Restic for large backup / db

Hi there,

I’ve just started using restic on a number of smaller projects. I’d now like to use it with a much larger client account, to back up a 3GB mysql database and around 600,000 individual files taking up almost 200GB.

My usual setup
restic backup /path/to/lots/of/files
mysqldump | restic backup --stdin --stdin-filename db.sql

Is this setup ok for larger projects or do you have any advice on how to optimise it? Should I for example run mysqldump first, then compress the file, before backing it up?

Also, what sort of impact on the server can I expect while running this job? Will it noticeably affect performance?

Edit: finally: I understand that restic keeps a file cache. How large are the storage requirements for this file cache, compared to the files being backed up?

Many thanks - Nils

Hey, welcome to the forum!

I personally don’t have any experience with saving large mysql DBs with restic (yet). So if you try it, please report back!

Compressing the file is probably not a good idea, then the deduplication won’t be able to work because all the data will change.

Edit: finally: I understand that restic keeps a file cache. How large are the storage requirements for this file cache, compared to the files being backed up?

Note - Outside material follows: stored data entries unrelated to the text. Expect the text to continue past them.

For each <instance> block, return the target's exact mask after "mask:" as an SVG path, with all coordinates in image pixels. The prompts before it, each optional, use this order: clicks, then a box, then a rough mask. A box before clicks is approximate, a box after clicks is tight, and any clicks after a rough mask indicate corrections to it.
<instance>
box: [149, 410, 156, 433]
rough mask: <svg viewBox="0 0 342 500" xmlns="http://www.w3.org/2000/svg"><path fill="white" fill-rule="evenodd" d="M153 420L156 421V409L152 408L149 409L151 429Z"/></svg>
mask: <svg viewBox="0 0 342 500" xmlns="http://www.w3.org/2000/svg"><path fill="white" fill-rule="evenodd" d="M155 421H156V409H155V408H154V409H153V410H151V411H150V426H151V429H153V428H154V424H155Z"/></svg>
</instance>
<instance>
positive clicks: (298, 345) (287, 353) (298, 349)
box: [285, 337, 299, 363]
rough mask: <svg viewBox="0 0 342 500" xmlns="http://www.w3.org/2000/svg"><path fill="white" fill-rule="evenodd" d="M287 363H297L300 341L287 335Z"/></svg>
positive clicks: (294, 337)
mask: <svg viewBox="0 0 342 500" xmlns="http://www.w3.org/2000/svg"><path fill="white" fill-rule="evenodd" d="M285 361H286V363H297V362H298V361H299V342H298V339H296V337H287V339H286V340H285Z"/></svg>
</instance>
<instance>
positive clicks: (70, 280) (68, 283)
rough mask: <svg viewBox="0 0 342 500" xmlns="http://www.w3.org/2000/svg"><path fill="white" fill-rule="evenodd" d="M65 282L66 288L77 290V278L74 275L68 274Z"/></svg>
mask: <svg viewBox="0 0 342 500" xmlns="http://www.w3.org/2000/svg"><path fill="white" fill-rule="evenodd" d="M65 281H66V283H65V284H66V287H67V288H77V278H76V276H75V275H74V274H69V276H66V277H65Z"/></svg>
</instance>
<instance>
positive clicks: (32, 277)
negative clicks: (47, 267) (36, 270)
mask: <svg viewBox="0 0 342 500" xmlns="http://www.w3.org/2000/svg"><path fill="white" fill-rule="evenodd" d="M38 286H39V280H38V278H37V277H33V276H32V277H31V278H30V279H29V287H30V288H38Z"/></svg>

Restic keeps a metadata cache, that’s correct. The size depends on the number of flies/dirs, and the complete file size. I’ve read reports of 1% to 10% metadata (=cache size) relative to the data size to be saved.

1 Like

There’s a parallel thread in part about backing up MySQL dumps with restic, see: Side by Side with Duplicity for a Large MySQL Database

1 Like

Thanks for all the input so far.

I’ve now had a chance to experiment. Restic took 24 minutes to index the 600k files. However we back up to OVH and the backup failed repeatedly with 503 error messages and ‘key already exists’ error messages, similar to https://github.com/restic/restic/issues/1375

Tests with smaller directories worked fine, so it seems to be linked to backing up so many files to OVH in one go.

I really like restic but don’t see a way forward at this stage for such a large backup. Will try some other libraries.

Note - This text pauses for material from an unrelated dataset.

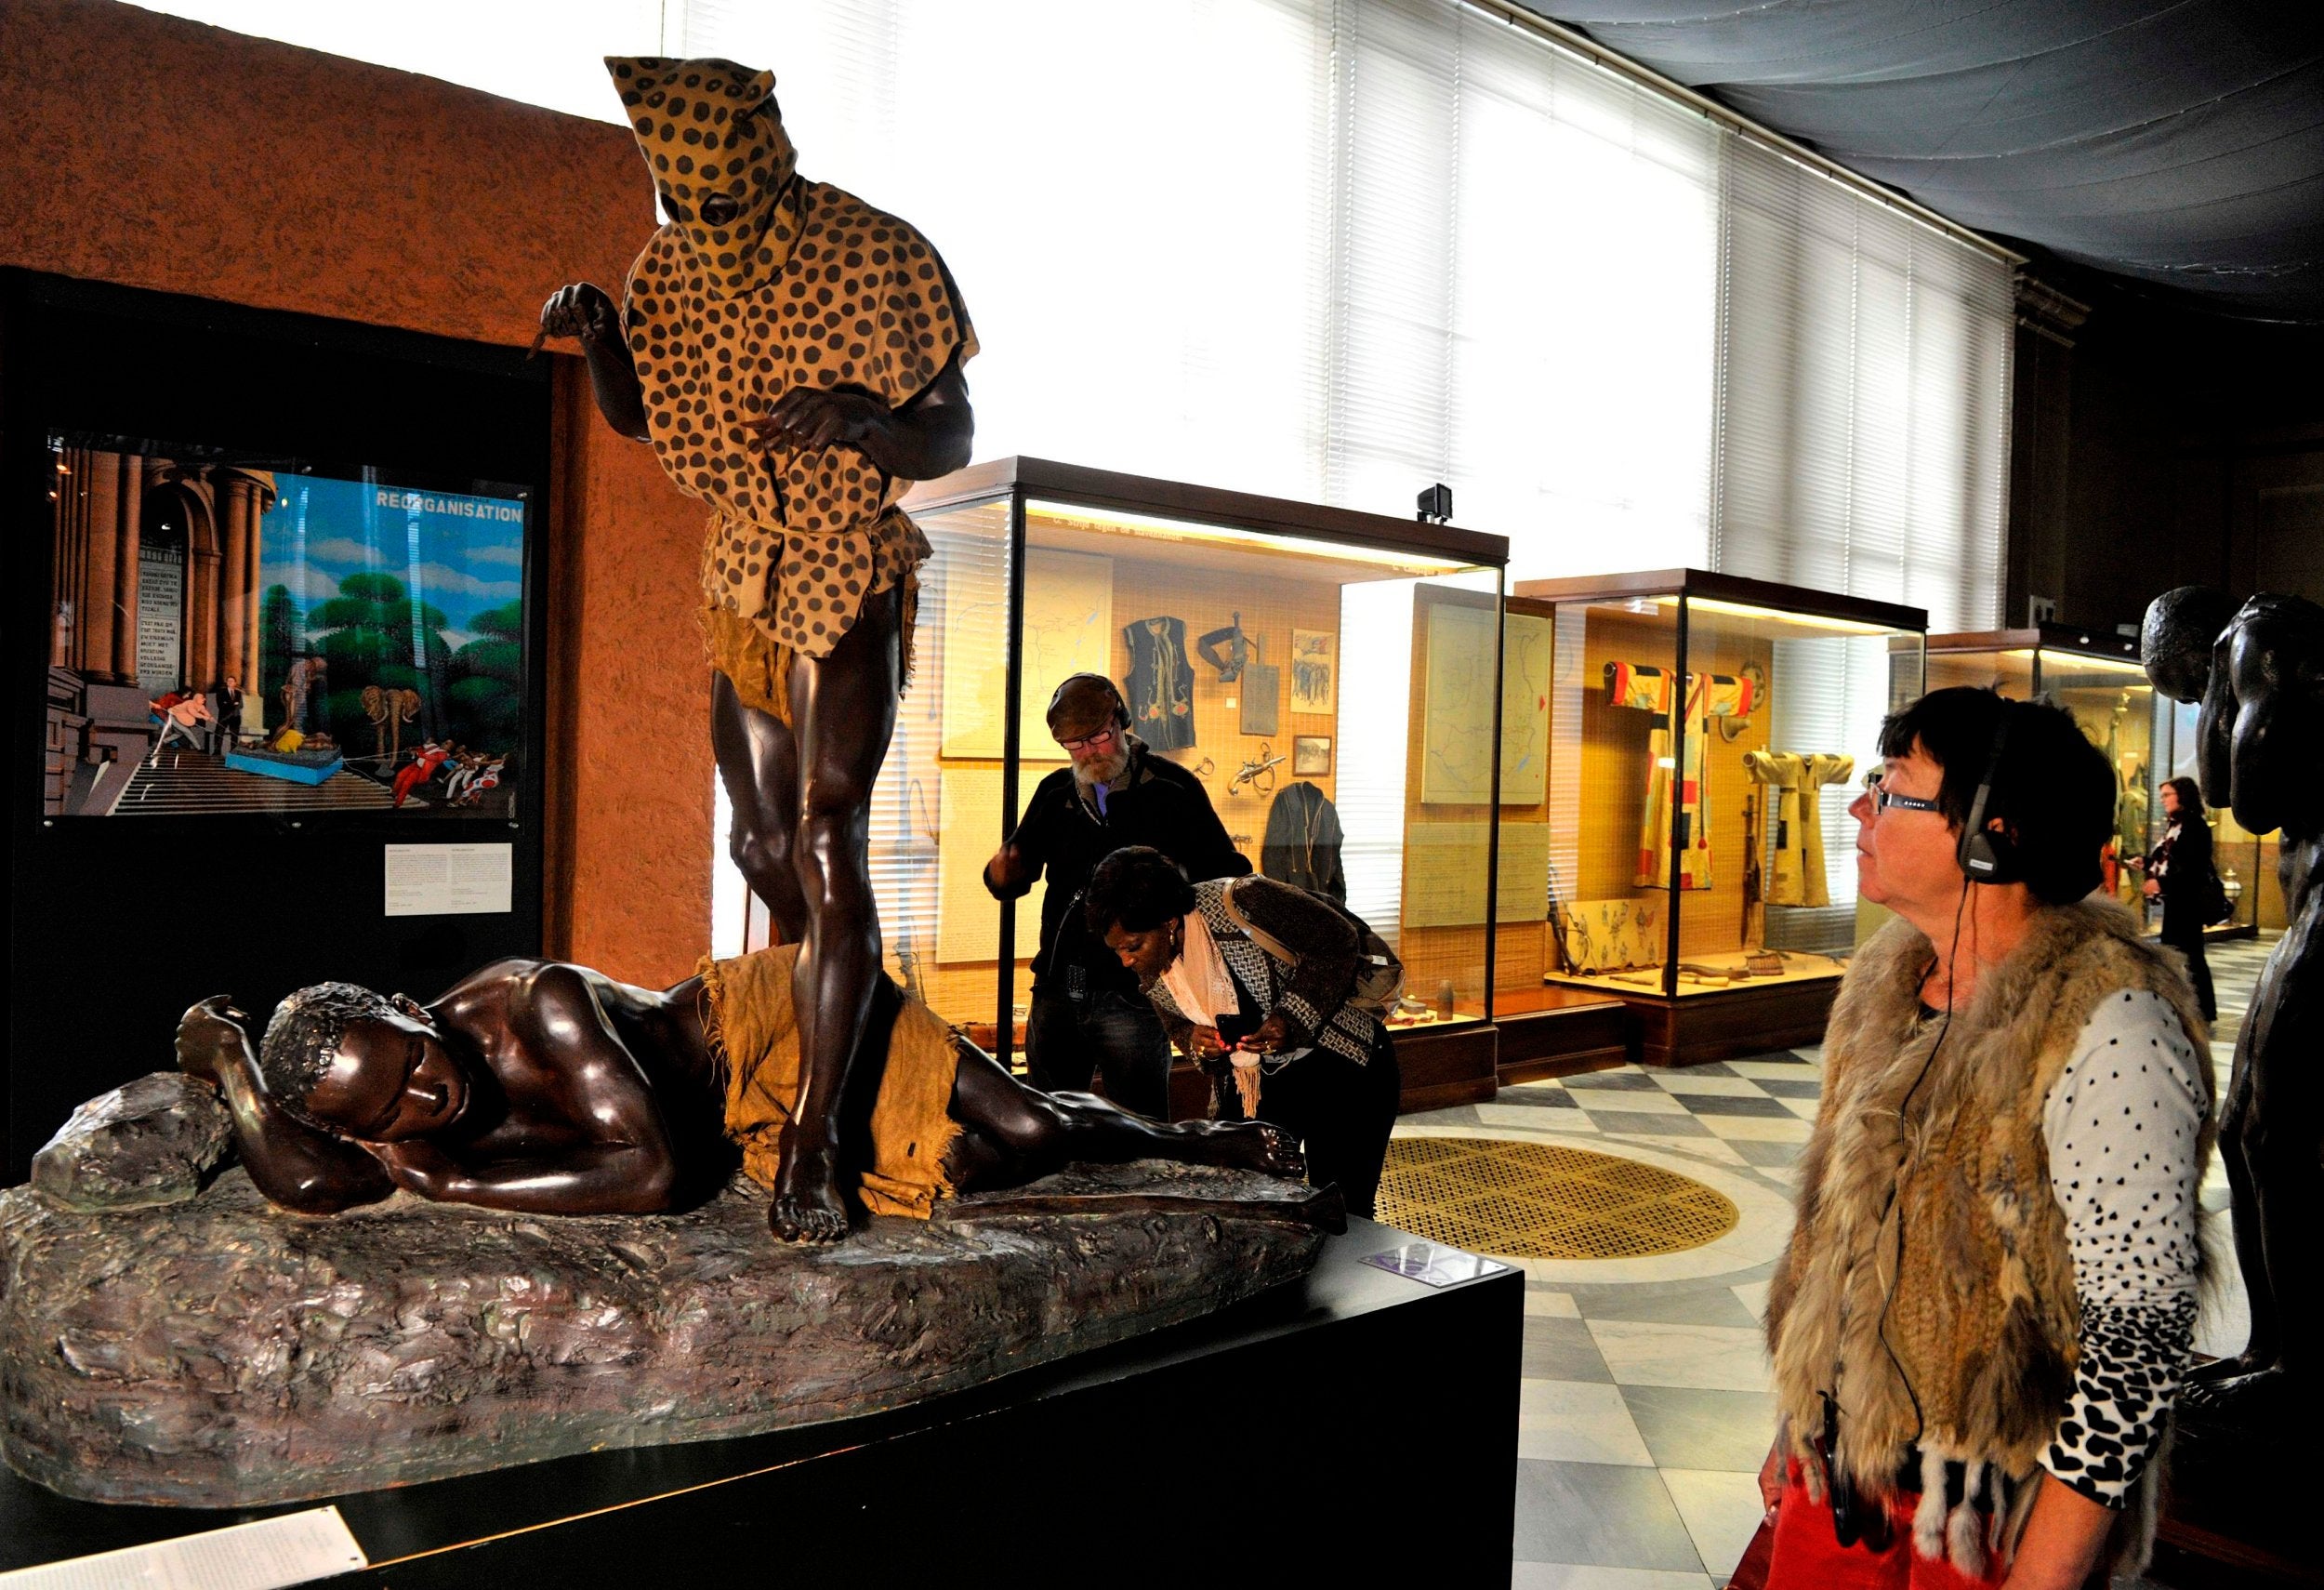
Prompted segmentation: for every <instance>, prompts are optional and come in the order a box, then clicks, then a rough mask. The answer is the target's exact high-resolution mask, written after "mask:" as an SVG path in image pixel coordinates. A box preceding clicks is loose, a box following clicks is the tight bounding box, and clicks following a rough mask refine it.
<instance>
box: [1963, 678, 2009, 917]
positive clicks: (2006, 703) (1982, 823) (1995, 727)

Hey, thanks for the feedback. Which version of restic did you use for the tests?

The problem here isn’t restic as such, but the OVH Swift service. Swift seems to be one of the “eventual” consistent backups, so when restic issues a DELETE operation to remove some file in order to retry uploading it, the deletion may happen at some point in the future. When the next upload process is started, the file is still there, so the upload fails.

We mitigated this in recent restic versions (especially 0.8.3 contains many fixes in this regard), but it may very well be the case that the OVH Swift service is not suited well for restic. With other Swift based services (e.g. the one from memset) it works great!

We test all our backends against live services, for a long time we used the OVH service for the that. We had many problems with flaky tests of the Swift backend, especially deleted files weren’t really removed for several minutes. When we switched to memset for running the tests (they support us and provided a free test account!), the flakyness was completely gone.

The Swift backend (especially with OVH) is one of the most problematic backends.

Did you give a different service a try? BackBlaze B2 or one of the S3 based services (e.g. AWS) are pretty popular and work very well with restic…

1 Like

Thank you so much for your input. I was using 0.81 but have tried again with 0.83, unfortunately with the same results.

panic: client.PutObject: HTTP Error: 503: 503 Service Unavailable

In addition a lock remains on the repository afterwards and, after unlocking, the check command yields a lot of errors like this:

pack f7844864fa0a25e9a6dc4312ef32317a05ed81a2745346280bde0000bed6: not referenced in any index
check snapshots, trees and blobs
Fatal: repository contains errors

We are unfortunately tied to OVH for the time being, so I’m not sure I can improve on the situation at the moment.

Hm, that’s a bummer. The panic will only occurs after restic gave up after several tries uploading a file.

The errors in the check command are not critical (there’s more data saved in the repo than necessary), it’s cleaned up on the next run of restic prune.

I’m sorry that it doesn’t work so well for you.